Eiffage consortium wins the contract to build four electrical substations off the coast of Belgium for the world’s first artificial energy island

Ramo de Infraestruturas

Eiffage, through its Belgian Eiffage Métal subsidiary Smulders, in a consortium with HSM Offshore Energy and Iv‑Offshore & Energy recently secured the EPCIC[1] contract from Elia Transmission Belgium, the Belgian national electricity transmission network operator, to build four alternating-current electrical substations on Princess Elisabeth Island, the future artificial energy island located off the Belgian coast.

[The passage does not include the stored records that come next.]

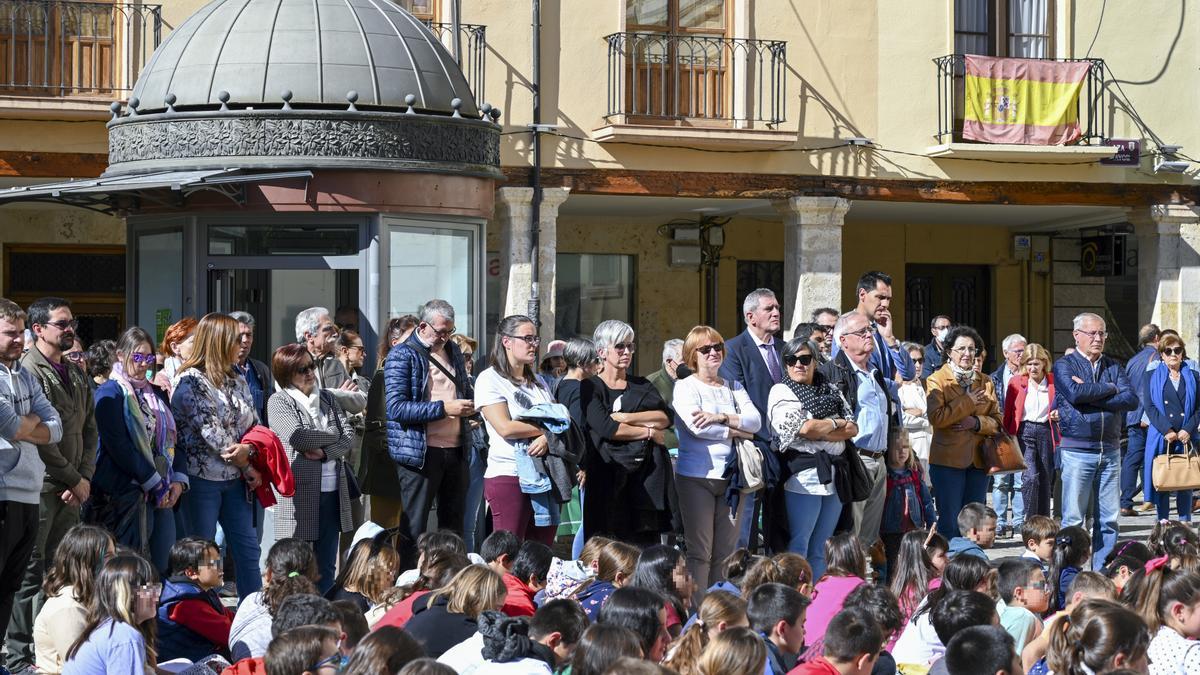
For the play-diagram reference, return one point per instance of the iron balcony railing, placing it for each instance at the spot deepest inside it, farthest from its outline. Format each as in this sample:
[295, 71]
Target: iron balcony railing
[693, 77]
[1091, 105]
[472, 51]
[63, 48]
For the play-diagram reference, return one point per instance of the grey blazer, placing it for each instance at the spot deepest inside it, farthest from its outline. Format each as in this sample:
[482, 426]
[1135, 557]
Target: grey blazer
[300, 515]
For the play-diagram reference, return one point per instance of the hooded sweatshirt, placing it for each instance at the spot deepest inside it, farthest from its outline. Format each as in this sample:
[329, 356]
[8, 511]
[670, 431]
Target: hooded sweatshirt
[22, 471]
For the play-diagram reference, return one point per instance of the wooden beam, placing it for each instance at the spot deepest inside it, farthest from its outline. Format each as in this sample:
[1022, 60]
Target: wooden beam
[773, 186]
[18, 163]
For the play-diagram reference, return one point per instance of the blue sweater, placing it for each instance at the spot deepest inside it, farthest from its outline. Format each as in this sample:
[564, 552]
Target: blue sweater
[113, 647]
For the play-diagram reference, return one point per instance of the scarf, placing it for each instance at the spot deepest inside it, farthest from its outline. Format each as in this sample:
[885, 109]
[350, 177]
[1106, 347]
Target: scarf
[161, 440]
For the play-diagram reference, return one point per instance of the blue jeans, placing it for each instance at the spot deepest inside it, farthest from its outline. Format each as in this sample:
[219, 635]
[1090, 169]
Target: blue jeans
[1006, 484]
[953, 489]
[1087, 479]
[209, 501]
[811, 520]
[325, 547]
[1131, 465]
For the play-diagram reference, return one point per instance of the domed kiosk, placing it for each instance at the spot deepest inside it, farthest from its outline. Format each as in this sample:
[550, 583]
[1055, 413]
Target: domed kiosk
[281, 154]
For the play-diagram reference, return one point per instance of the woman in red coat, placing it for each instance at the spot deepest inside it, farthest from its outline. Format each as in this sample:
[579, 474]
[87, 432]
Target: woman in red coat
[1030, 414]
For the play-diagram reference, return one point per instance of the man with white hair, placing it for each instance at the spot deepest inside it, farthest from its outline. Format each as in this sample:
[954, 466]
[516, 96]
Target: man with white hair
[1093, 395]
[1011, 483]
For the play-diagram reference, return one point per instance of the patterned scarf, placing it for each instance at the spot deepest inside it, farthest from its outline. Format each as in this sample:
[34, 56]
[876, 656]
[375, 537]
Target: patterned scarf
[161, 440]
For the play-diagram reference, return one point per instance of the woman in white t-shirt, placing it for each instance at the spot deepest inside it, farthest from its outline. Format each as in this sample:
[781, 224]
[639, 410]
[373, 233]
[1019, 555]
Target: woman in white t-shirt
[503, 392]
[709, 414]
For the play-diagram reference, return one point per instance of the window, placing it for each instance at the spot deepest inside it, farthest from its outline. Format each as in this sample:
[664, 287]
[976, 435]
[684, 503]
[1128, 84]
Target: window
[1005, 28]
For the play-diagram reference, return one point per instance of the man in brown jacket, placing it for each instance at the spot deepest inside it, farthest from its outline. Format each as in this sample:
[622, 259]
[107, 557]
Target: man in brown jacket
[69, 464]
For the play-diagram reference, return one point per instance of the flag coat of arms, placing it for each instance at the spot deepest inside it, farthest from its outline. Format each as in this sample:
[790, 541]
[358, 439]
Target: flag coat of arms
[1023, 101]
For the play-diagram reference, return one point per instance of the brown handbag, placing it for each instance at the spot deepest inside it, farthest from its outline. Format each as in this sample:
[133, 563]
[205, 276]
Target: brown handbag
[1002, 454]
[1176, 471]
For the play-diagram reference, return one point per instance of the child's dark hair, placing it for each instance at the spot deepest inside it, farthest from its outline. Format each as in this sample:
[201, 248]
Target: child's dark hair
[913, 572]
[298, 650]
[655, 568]
[190, 553]
[1014, 573]
[292, 569]
[981, 649]
[498, 543]
[1153, 589]
[1092, 634]
[845, 556]
[851, 633]
[1072, 548]
[958, 610]
[973, 515]
[533, 562]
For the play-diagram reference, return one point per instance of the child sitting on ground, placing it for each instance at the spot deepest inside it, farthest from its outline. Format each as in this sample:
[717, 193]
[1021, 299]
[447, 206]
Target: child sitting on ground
[192, 622]
[977, 524]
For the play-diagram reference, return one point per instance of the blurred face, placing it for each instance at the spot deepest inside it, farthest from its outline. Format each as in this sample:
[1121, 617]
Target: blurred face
[801, 365]
[766, 316]
[1090, 338]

The consortium will be responsible for the design, fabrication, installation and commissioning of the island’s high-voltage infrastructure, which includes four alternating-current substations installed directly on the structure of the island. Two of these will be 1,050-megawatt substations; the others two will have a capacity of 700 megawatts. A service module and a garage are also included in the contract.

 

Construction of the substations will begin in May 2025 and is expected to take until the first quarter of 2029. Smulders will manufacture part of the infrastructures in its Belgian factories and perform final assembly at its new site in Vlissingen in the Netherlands. Installation on the island will commence in 2027 with a view to commissioning in 2030.

 

Princess Elisabeth Island will be the world’s first energy island to combine direct (HVDC) and alternating (HVAC) current. Located approximately 45 kilometres from the coast, it is part of a project to establish an offshore grid network, which will receive the electricity generated by offshore wind farms in the area and deliver it onshore. A true centralised energy hub, the island will also create interconnectors for energy exchange with other countries when their wind farms are not producing to their full capacity.

 

This new contract underlines the Group’s ability to create exceptional offshore wind infrastructure, with more than 30 electrical substations already completed for the European market. Major contracts won include the wind farm substation off Saint-Brieuc Bay in France, and two offshore electrical substations serving Scotland’s Moray West and Inch Cape offshore wind farms.